I’m behind in a roundup of important signs and signals of the crisis engulfing our colleges and universities right now, but there’s one story out this week that deserves flagging for immediate attention:
A college education is still considered a pathway to higher lifetime earnings and gainful employment for Americans. Nevertheless, two-thirds of employees report having regrets when it comes to their advanced degrees, according to a PayScale survey of 248,000 respondents this past spring that was released Tuesday.
The story emphasizes student loan debt as the primary driver of this regret. But the story arguably “buries the lede,” which you find when you delve deeper into the survey results:
Most satisfied: Those with science, technology, engineering and math majors, who are typically more likely to enjoy higher salaries, reported more satisfaction with their college degrees. About 42% of engineering grads and 35% of computer science grads said they had no regrets.
Most regrets: Humanities majors, who are least likely to earn higher pay post-graduation, were most likely to regret their college education. About 75% of humanities majors said they regretted their college education. About 73% of graduates who studied social sciences, physical and life sciences, and art also said the same.

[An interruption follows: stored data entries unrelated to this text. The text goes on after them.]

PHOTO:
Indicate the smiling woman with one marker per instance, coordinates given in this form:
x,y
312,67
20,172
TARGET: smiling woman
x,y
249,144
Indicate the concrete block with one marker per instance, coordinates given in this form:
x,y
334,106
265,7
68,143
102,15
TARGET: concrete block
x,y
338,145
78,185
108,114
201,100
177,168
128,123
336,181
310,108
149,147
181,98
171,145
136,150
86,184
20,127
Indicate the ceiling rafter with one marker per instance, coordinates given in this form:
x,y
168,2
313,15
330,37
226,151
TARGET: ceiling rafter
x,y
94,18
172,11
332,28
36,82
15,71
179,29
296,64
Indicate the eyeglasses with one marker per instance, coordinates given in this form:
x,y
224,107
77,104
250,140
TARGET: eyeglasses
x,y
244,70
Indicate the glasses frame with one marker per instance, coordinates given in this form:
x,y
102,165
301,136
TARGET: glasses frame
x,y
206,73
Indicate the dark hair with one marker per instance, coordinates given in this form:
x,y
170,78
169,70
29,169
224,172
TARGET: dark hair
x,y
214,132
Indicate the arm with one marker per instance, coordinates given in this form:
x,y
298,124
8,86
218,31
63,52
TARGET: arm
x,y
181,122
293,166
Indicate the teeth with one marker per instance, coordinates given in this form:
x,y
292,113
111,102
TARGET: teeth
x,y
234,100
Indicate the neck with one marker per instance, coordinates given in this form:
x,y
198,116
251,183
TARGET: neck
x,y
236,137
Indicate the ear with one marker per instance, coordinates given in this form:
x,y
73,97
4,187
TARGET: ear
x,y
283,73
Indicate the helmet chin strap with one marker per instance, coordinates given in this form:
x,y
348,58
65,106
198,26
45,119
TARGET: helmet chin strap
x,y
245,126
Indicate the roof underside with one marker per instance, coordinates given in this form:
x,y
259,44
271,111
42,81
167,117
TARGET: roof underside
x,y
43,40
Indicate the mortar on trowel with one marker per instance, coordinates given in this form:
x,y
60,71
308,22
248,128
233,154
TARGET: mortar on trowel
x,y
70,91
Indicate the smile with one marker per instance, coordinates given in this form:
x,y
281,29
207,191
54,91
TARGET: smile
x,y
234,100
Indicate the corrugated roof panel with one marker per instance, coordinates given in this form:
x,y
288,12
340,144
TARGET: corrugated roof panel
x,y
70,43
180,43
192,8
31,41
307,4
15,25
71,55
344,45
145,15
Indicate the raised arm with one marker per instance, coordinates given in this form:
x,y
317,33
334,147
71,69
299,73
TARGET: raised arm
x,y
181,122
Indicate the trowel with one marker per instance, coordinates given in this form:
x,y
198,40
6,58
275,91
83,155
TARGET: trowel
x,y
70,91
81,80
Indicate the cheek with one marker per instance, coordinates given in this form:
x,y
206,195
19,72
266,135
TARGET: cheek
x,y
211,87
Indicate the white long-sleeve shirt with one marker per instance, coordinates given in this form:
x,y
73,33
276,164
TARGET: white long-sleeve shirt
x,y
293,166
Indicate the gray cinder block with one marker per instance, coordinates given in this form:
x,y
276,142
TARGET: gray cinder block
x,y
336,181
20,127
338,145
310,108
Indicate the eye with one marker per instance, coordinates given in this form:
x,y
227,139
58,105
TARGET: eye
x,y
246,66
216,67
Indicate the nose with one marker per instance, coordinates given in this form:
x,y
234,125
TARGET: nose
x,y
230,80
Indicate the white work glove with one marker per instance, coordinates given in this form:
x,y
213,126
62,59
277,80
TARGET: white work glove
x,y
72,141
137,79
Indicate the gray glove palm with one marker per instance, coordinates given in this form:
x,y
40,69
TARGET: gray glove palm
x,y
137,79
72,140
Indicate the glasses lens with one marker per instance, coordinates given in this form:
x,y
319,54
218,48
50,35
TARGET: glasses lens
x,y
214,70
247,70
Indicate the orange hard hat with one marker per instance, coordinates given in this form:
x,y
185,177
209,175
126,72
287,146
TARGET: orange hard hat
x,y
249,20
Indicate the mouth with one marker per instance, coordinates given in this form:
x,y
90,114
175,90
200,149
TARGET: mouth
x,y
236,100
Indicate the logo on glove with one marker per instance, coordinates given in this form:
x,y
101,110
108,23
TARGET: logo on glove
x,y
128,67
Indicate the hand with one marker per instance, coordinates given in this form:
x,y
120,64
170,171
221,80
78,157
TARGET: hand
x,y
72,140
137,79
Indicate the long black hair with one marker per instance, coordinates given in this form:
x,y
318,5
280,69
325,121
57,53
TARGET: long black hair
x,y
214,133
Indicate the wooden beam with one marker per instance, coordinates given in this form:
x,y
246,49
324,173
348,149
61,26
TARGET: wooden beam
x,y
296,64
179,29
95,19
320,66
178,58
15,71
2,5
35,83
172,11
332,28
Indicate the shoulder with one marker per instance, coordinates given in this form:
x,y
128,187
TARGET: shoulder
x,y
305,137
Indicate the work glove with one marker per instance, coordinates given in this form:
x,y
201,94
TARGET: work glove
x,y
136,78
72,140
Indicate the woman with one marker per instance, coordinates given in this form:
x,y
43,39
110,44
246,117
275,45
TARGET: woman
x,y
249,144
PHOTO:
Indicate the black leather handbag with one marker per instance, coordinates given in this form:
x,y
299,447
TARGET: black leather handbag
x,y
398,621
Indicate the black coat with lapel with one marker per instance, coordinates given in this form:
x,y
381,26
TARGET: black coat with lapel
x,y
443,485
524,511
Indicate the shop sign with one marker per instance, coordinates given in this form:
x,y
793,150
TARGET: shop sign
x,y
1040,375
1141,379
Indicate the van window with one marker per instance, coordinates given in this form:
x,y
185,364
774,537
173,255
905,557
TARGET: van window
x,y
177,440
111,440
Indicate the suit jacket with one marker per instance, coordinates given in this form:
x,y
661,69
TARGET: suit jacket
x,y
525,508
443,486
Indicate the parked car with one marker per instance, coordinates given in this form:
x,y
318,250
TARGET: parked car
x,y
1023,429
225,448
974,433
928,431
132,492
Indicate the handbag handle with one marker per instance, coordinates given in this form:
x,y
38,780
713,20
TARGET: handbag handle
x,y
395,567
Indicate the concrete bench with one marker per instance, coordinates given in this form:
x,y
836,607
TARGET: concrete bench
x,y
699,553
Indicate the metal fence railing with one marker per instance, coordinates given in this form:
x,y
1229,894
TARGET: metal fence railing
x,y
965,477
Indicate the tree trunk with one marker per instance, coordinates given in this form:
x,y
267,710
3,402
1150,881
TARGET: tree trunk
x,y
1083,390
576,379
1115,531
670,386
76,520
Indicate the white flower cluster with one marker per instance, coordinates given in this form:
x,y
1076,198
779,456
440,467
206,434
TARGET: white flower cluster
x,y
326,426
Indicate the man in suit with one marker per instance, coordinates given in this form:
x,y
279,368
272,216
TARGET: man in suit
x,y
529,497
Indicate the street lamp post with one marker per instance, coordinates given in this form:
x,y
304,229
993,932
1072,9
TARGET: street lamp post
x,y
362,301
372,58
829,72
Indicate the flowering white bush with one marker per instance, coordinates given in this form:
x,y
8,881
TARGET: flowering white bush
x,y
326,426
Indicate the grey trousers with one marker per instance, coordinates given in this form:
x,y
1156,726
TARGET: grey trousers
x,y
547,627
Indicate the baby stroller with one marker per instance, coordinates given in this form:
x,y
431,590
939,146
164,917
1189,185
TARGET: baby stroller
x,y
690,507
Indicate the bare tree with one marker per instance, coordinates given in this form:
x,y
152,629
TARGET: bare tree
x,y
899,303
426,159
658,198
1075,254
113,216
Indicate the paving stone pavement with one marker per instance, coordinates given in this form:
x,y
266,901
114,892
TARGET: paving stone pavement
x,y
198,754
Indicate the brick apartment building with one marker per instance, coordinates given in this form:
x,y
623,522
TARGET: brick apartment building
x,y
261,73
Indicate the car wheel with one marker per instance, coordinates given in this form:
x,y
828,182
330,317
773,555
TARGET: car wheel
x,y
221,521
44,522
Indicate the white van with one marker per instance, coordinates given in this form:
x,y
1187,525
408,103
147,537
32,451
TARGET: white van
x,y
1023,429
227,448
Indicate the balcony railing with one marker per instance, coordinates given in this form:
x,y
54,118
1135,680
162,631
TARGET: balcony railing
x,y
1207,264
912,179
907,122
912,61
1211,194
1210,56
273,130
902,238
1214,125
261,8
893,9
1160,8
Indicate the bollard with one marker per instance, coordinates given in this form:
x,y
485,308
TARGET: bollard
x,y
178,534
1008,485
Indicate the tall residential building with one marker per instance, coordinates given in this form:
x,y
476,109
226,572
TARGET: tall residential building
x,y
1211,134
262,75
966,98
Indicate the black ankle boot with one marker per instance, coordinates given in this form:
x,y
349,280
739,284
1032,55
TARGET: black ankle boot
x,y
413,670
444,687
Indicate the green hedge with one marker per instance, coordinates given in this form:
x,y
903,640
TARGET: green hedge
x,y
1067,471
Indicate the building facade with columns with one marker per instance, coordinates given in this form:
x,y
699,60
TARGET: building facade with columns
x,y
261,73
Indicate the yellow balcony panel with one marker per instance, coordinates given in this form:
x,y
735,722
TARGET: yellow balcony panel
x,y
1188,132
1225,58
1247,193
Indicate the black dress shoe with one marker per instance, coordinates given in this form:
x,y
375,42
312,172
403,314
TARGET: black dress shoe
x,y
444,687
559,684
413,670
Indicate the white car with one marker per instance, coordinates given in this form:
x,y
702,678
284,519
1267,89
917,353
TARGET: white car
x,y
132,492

I’ve thought for a long time that even the most dense radical professor in the humanities and social sciences would understand that the administrative bloat—especially of the “office of diversity and inclusion” that is now mandatory in every college—is partly responsible for the soaring cost of higher ed, which in turn depresses student interest in taking their courses. But even self-interest can’t penetrate the herd mentality of the campus left. Maybe as more colleges shut their doors (inevitable over the next 10 years) they’ll start to figure it out.
Yes, of course, it might help if so many humanities courses weren’t teaching complete crap, but that’s subject for another day. And this all fits in with my theme that major universities are slowly undergoing a de facto divorce, with the STEM fields and economics cutting themselves loose from the humanities and social sciences into, in effect, two universities—one which will thrive, and the other slowly withering and dying.